1972 Super Beetles had a slightly larger rear window, larger front brakes, and four rows of vents (versus two rows previously) on the engine deck lid. The tail lights now incorporated reversing lights. The “four spoke” steering wheel and steering column were re-engineered to the “energy absorbing” design for better crash safety. A socket for the VW Dealer Diagnosis was fitted inside the engine compartment.
In 1973, the introduction of a more aerodynamically curved windscreen pushed it forward and away from the passengers, purportedly due to US Department of Transportation safety requirements. This allowed for a redesigned, “padded” dashboard (all pre-73 Beetles had virtually no horizontal dash area). A 2-speed heater fan, higher rear mudguards, and larger tail lights (nicknamed ‘elephant’s feet’) were added. The changes to the heater/windshield wiper housing and curved windshield resulted in slight redesign of the front hood, making the 1971 and 1972 Super Beetle hoods unique.
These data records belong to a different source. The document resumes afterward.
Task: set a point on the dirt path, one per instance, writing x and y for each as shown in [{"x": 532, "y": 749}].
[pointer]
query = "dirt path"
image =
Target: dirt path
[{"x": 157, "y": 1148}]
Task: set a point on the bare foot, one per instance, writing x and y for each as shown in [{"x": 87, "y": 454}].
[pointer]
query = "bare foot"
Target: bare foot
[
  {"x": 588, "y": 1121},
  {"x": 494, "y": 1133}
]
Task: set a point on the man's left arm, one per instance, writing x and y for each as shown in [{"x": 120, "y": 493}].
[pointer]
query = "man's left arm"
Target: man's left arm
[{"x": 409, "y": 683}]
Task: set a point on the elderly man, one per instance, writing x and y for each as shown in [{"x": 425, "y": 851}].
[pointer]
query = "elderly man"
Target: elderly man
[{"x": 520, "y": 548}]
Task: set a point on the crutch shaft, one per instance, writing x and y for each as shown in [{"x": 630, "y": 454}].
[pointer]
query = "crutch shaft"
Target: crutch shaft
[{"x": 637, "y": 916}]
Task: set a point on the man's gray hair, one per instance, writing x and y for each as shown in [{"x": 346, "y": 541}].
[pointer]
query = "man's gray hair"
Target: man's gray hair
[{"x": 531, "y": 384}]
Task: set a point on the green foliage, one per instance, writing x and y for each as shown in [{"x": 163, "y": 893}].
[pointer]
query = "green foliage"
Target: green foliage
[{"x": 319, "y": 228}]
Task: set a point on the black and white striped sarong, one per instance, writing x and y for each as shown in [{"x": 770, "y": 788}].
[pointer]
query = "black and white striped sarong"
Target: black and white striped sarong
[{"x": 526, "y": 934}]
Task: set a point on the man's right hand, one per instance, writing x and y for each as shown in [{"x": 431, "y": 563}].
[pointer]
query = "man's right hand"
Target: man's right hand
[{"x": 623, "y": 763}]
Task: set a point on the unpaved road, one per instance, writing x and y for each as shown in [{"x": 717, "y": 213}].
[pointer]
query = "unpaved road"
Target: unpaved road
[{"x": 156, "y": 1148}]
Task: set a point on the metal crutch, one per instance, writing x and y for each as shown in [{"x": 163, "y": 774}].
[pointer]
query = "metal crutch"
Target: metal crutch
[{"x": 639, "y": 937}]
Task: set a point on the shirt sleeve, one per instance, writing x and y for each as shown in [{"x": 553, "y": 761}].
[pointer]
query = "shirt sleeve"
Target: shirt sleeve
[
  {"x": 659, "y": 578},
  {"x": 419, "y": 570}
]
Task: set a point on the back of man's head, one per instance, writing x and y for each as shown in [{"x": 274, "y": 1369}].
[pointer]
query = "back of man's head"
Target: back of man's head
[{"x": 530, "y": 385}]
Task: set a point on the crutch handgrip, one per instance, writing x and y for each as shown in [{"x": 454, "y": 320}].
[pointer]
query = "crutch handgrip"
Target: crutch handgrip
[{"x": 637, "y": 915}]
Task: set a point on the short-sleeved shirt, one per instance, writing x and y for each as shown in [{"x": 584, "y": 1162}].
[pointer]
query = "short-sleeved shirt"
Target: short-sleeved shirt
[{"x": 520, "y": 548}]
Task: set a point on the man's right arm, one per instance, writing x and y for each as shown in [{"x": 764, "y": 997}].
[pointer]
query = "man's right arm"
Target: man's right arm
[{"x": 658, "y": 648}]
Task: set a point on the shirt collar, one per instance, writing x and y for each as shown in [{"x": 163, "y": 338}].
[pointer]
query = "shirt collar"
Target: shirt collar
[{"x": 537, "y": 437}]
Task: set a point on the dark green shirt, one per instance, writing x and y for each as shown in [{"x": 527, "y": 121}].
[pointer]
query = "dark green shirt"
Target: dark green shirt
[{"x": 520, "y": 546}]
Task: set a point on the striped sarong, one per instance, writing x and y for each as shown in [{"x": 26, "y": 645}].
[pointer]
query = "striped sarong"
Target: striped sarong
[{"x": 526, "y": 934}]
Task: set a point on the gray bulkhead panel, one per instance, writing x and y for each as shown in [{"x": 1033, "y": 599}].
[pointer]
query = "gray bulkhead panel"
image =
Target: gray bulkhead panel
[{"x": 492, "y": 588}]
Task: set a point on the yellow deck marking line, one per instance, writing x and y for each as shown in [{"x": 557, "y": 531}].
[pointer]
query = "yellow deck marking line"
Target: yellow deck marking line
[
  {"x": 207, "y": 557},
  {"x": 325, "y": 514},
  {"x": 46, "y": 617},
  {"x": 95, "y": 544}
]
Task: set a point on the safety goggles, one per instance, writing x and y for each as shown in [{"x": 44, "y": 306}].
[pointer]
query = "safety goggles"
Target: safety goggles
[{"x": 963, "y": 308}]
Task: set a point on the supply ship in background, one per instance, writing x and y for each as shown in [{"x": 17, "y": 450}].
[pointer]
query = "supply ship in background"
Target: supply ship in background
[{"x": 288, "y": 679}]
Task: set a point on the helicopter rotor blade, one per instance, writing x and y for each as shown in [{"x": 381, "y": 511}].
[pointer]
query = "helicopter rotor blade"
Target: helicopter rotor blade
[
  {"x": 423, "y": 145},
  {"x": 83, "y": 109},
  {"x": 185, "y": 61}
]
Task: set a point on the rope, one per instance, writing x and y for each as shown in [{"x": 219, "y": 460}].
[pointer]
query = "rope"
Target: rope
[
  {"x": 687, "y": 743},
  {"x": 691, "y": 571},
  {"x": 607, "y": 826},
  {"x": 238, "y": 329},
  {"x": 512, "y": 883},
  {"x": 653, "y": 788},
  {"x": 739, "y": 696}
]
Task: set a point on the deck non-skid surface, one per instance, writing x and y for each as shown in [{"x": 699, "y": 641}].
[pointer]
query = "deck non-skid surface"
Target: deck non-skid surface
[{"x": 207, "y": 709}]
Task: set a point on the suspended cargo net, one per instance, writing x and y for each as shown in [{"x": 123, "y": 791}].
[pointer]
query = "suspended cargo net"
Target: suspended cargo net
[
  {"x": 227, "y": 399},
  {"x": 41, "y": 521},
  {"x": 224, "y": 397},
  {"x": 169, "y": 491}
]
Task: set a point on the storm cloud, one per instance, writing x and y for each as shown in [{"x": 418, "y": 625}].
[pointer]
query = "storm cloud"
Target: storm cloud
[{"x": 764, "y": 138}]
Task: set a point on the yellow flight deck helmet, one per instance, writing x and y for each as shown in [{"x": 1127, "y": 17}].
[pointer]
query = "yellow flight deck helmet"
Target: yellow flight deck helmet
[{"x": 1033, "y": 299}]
For 1974 the previous flat steel bumper mounting brackets were replaced with tubular “self restoring energy absorbing” attachments, effectively shock absorbers for the bumpers. The steering knuckle and consequently the lower attach point of the strut was redesigned to improve handling and stability in the event of a tire blowout. This makes the struts from pre-74 Supers not interchangeable with 1974-79 makes.
1975 brought the replacement of carburetors with Air Flow Control (AFC) Fuel Injection on U. S. and Canadian Beetles, a derivative of the more complex Bosch fuel injection system used in the Volkswagen Type III. The fuel injected engine also received a new muffler and the option of an upstream catalytic converter required on some models (e.g. California), necessitating a bulge in the rear apron sheet metal directly under the rear bumper, and replacing the distinctive dual “pea shooter” pipes with a single offset tailpipe, all of which make the fuel injected models easy to identify at a glance. Other changes were rack and pinion steering vs. the traditional worm and roller gearbox, and a larger license plate lamp housing below the engine lid. The front turn indicators were moved from the top of the fenders into the bumper bars on European models, a portend of the “Euro look” style years later by Beetle restorers.
In 1976, the hard top Super Beetle and 1300 were discontinued (though convertibles remained Super Beetles through 1979) and replaced with an ‘improved’ standard Beetle with 1600 cc engine, independent rear suspension, front disc brakes, blinkers in the front bumpers, elephant’s foot tail lights and rubber inserts in the bumper bars. The “Auto-stick” transmission was dropped. 1976-on Super Beetles saw no significant engineering changes, only a few cosmetic touches and new paint options, including the “Champagne Edition” models (white on white was one example) to the final 1979 “Epilogue Edition” black on black, in salute to the first Beetles produced in the 1930s.